Re: [RFC PATCH] blk-mq: implement queue quiesce via percpu_ref for BLK_MQ_F_BLOCKING

Ming Lei <ming.lei@xxxxxxxxxx> · Fri, 31 Jul 2020 08:28:38 +0800

On Thu, Jul 30, 2020 at 09:10:48AM -0700, Sagi Grimberg wrote:
> 
> > > > > > > In case of BLK_MQ_F_BLOCKING, blk-mq uses SRCU to mark read critical
> > > > > > > section during dispatching request, then request queue quiesce is based on
> > > > > > > SRCU. What we want to get is low cost added in fast path.
> > > > > > > 
> > > > > > > However, from srcu_read_lock/srcu_read_unlock implementation, not see
> > > > > > > it is quicker than percpu refcount, so use percpu_ref to implement
> > > > > > > queue quiesce. This usage is cleaner and simpler & enough for implementing
> > > > > > > queue quiesce. The main requirement is to make sure all read sections to observe
> > > > > > > QUEUE_FLAG_QUIESCED once blk_mq_quiesce_queue() returns.
> > > > > > > 
> > > > > > > Also it becomes much easier to add interface of async queue quiesce.
> > > > > > 
> > > > > > BTW, no obvious IOPS difference is observed with this patch applied when running
> > > > > > io on null_blk(blocking, submit_queues=32) in one dual-socket, 32cores system.
> > > > > 
> > > > > Thanks Ming, can you test for non-blocking on the same setup?
> > > > 
> > > > OK, I can do that, but this patch supposes to not affect non-blocking,
> > > > care to share your motivation for testing non-blocking?
> > > 
> > > I think it will be a significant improvement to have a single code path.
> > > The code will be more robust and we won't need to face issues that are
> > > specific for blocking.
> > > 
> > > If the cost is negligible, I think the upside is worth it.
> > > 
> > 
> > rcu_read_lock and rcu_read_unlock has been proved as efficient enough,
> > and I don't think percpu_refcount is better than it, so I'd suggest to
> > not switch non-blocking into this way.
> 
> It's not a matter of which is better, its a matter of making the code
> more robust because it has a single code-path. If moving to percpu_ref
> is negligible, I would suggest to move both, I don't want to have two
> completely different mechanism for blocking vs. non-blocking.

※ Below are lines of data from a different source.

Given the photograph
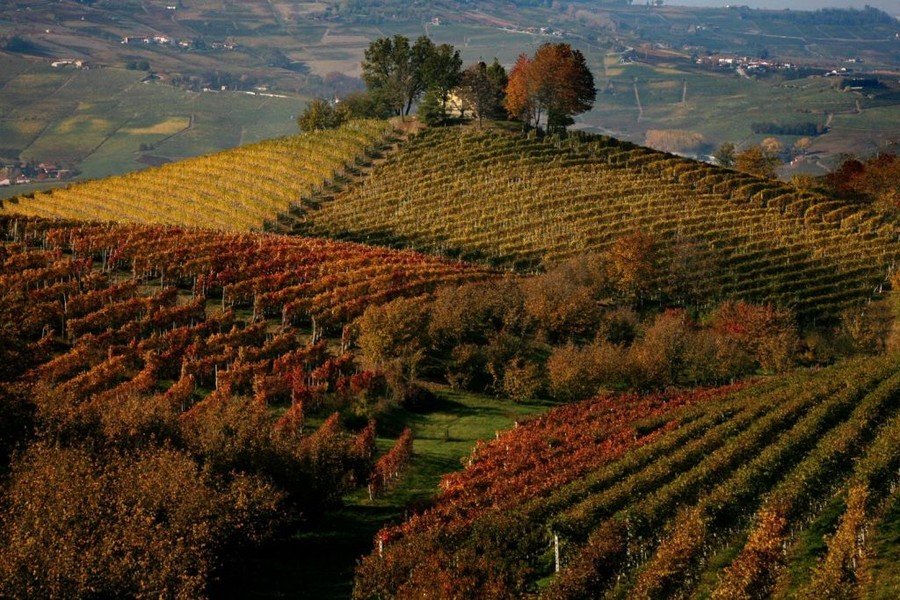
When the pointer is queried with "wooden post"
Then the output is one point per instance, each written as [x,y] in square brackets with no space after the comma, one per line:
[556,551]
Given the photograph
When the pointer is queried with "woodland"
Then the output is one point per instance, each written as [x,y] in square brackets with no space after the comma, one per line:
[206,362]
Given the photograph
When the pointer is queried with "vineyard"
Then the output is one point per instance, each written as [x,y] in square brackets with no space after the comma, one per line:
[194,356]
[708,494]
[179,387]
[523,202]
[235,190]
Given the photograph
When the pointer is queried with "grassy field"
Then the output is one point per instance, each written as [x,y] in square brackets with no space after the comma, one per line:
[49,114]
[96,120]
[320,564]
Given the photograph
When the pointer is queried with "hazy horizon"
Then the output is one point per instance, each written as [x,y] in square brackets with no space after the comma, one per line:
[889,6]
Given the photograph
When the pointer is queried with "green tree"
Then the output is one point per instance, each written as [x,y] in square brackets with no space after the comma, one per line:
[757,161]
[431,110]
[397,73]
[441,71]
[319,114]
[483,89]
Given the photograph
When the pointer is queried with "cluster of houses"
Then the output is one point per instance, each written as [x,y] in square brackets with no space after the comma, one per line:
[541,31]
[744,63]
[23,173]
[164,40]
[69,62]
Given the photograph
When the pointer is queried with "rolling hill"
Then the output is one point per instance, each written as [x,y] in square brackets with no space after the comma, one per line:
[234,190]
[775,490]
[522,202]
[149,329]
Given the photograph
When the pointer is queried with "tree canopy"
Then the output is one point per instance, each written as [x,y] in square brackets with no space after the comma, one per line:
[483,88]
[397,73]
[553,85]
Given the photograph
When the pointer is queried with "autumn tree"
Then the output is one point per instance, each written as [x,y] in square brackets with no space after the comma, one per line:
[552,86]
[725,155]
[392,339]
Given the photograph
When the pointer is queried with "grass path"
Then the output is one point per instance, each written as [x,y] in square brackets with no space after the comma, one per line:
[319,562]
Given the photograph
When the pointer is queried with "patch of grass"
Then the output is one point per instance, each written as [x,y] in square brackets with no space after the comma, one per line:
[883,577]
[810,545]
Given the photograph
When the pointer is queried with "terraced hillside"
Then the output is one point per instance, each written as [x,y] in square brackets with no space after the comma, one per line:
[171,399]
[520,201]
[235,190]
[724,494]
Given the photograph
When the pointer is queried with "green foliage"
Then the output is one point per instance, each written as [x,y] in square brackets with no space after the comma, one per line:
[319,114]
[725,156]
[431,110]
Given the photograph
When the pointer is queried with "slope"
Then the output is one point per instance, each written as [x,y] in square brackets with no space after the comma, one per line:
[520,201]
[238,189]
[648,497]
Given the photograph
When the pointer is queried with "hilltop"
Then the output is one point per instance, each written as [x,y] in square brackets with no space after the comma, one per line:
[287,344]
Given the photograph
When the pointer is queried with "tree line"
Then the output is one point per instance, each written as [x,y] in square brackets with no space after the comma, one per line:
[546,89]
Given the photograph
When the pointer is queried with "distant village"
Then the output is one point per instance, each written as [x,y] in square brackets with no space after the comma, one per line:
[164,40]
[22,173]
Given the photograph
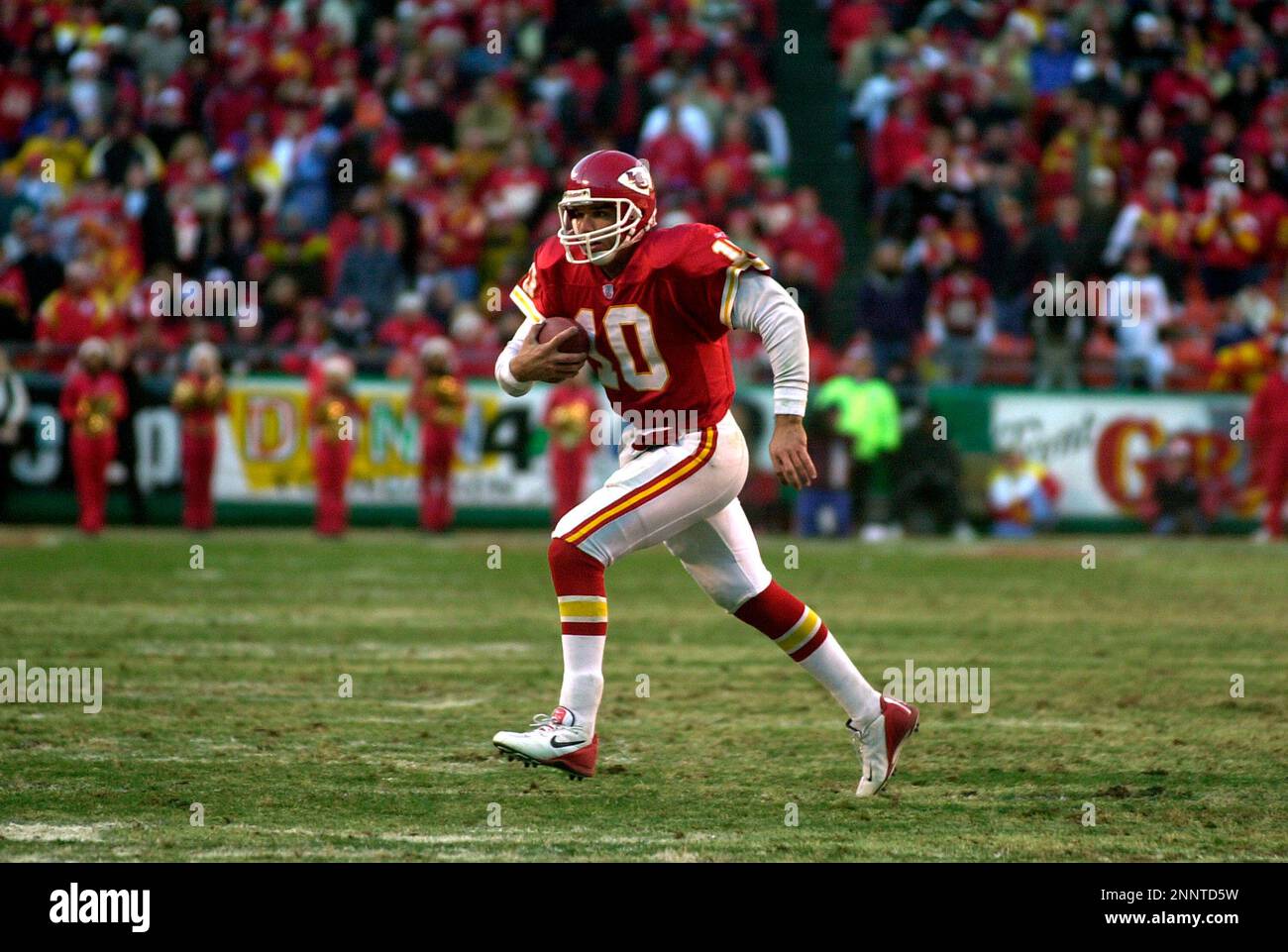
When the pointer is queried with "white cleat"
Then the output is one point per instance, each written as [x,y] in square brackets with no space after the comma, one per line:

RCU and SRCU have been different mechanism already.

> 
> > BTW, in case of blocking, one hctx may dispatch at most one request because there
> > is only single .run_work, even though when .queue_rq() is slept, that said
> > blk_mq_submit_bio() queues bio in sync style. This way won't be very efficient.
> > So percpu_refcount should be good enough for blocking code path, but may not be
> > well enough for non-blocking case.
> 
> Not sure what you mean, the percpu_ref is taken exactly where rcu is
> taken, not sure what is the difference.

My point is that blocking can't be efficient enough, when .queue_rq() is
slept, no any request can be queued to this hctx any more.

thanks,
Ming